Seit diesem Fund kehrten wir sporadisch mit verschiedenen, interessierten und befreundeten Strahlern ins Hintertal zurück. Dabei gelang es immer wieder, mit genügend Grab- und Spitz-Einsatz Klüfte zu öffnen. Es zeigte sich, dass die Klüfte zwar relativ häufig und bilderbuchmässig vorkommen, deren Inhalt aber dann leider oft ein bisschen enttäuschend ausfällt. Die Quarze können durchaus Grössen über 10 cm erreichen, sind dann aber meist etwas milchig. Oft sind die Quarze auch durch Calcit wachstumsbehindert und matt. Schöner Apatit tritt regelmässig auf, ein guter Hinweis dafür ist das Vorhandensein von Kluftchlorit. Viel seltener zu finden sind schöne Anatase, die bis 4 mm gross werden und auch stumpfpyramidal ausgebildet sein können. Bei den Brookiten gelang es uns bis jetzt leider nicht weitere Sammlungsstufen zu bergen.
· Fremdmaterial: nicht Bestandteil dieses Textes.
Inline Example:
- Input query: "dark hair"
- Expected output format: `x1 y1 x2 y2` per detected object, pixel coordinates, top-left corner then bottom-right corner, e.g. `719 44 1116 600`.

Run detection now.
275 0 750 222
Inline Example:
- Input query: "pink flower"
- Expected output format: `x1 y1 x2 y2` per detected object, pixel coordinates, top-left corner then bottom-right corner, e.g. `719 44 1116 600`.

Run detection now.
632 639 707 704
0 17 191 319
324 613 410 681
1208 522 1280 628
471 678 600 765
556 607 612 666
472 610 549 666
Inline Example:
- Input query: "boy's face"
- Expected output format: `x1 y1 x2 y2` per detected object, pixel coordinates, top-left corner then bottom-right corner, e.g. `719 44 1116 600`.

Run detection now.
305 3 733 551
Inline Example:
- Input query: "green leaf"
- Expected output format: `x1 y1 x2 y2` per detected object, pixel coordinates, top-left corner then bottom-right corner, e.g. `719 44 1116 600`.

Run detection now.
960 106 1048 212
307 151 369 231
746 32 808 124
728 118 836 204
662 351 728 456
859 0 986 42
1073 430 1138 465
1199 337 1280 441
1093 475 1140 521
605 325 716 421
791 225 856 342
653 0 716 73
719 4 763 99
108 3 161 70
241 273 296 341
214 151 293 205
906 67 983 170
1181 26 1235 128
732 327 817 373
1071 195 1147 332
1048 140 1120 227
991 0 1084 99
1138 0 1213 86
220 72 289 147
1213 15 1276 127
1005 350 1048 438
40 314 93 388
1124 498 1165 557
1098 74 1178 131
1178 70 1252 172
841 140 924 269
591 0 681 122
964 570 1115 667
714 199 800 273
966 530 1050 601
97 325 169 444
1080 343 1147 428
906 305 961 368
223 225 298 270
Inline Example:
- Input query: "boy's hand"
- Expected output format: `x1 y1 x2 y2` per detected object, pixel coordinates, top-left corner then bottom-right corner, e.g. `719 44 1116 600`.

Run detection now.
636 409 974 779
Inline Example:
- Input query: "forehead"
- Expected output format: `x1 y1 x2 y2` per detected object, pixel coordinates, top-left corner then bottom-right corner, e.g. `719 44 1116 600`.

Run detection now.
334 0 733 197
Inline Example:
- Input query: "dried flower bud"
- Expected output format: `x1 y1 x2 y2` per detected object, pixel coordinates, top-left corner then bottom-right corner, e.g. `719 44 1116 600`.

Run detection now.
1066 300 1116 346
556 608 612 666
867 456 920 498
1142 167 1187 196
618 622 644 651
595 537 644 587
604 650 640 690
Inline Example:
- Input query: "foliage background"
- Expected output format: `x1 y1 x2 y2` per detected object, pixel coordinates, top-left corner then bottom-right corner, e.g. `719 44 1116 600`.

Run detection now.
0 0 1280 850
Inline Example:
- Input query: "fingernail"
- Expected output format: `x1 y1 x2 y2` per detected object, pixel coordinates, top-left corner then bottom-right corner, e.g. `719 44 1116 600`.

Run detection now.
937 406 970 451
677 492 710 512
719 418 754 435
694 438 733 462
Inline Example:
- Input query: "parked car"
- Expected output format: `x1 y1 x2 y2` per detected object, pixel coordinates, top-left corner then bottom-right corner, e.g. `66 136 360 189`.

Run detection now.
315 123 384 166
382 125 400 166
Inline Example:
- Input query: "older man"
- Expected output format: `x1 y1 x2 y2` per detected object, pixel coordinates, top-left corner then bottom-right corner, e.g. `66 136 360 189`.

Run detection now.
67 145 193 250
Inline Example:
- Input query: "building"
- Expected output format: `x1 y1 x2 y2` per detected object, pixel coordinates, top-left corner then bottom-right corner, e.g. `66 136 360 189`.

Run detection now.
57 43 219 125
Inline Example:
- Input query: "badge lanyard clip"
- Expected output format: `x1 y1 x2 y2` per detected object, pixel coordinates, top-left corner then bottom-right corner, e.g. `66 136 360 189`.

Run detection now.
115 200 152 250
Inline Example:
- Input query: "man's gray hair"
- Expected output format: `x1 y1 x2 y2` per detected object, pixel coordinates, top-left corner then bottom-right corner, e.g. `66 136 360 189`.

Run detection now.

Blick von der Fundstelle richtung Rheintal

Unscheinbar unter dem Gras

Typische Kluft

Blick in die Kluft mit der besten, noch lehmigen Stufe

Bergfrische Stufe mit rosa Apatit

Nicht farbecht

Wer nun motiviert durch diesen Fundbericht selber sein Glück versuchen will, soll doch beachten, dass die rosa Farbe der Apatite am Sonnenlicht schnell verblasst. Es empfiehlt sich daher, die Fundstücke in einer Schublade aufzubewahren, um deren Schönheit möglichst lang zu erhalten und sich daran freuen zu können.

Gemäss Bächtiger (1966) liegt die Fundstelle im rötlichen Glaukonitsandstein und wird von Parker et al. (1973) gut beschrieben. Es können die drei Titandioxidmodifikationen Anatas, Brookit und Rutil gefunden werden. Die Paragenese umfasst zusätzlich die Mineralien Quarz, Calcit, Adular, Apatit, Siderit, Chlorit und Limonit.

Ausschnitt Schwimmerstück (Sammlung Richard Meyer)

Literaturhinweise:

Bächtiger, K. (1966): Anatas, Brookit und Adular aus der mittleren Kreide des Haldensteiner Calanda. Verhandlungen der Schweizerischen Naturforschenden Gesellschafft 146, S. 148 - 149

Parker et al. (1973): Die Mineralienfunde der Schweizer Alpen, Neubearbeitung durch H.A. Stalder, F. de Quervain, E. Niggli, St. Graeser, Basel Wepf & Co, S. 353

Dieser Erlebnisbericht wurde in der Zeitschrift "Schweizer Strahler" Ausgabe 01 / 2017 publiziert. Veröffentlichung mit freundlicher Erlaubnis des Verfassers.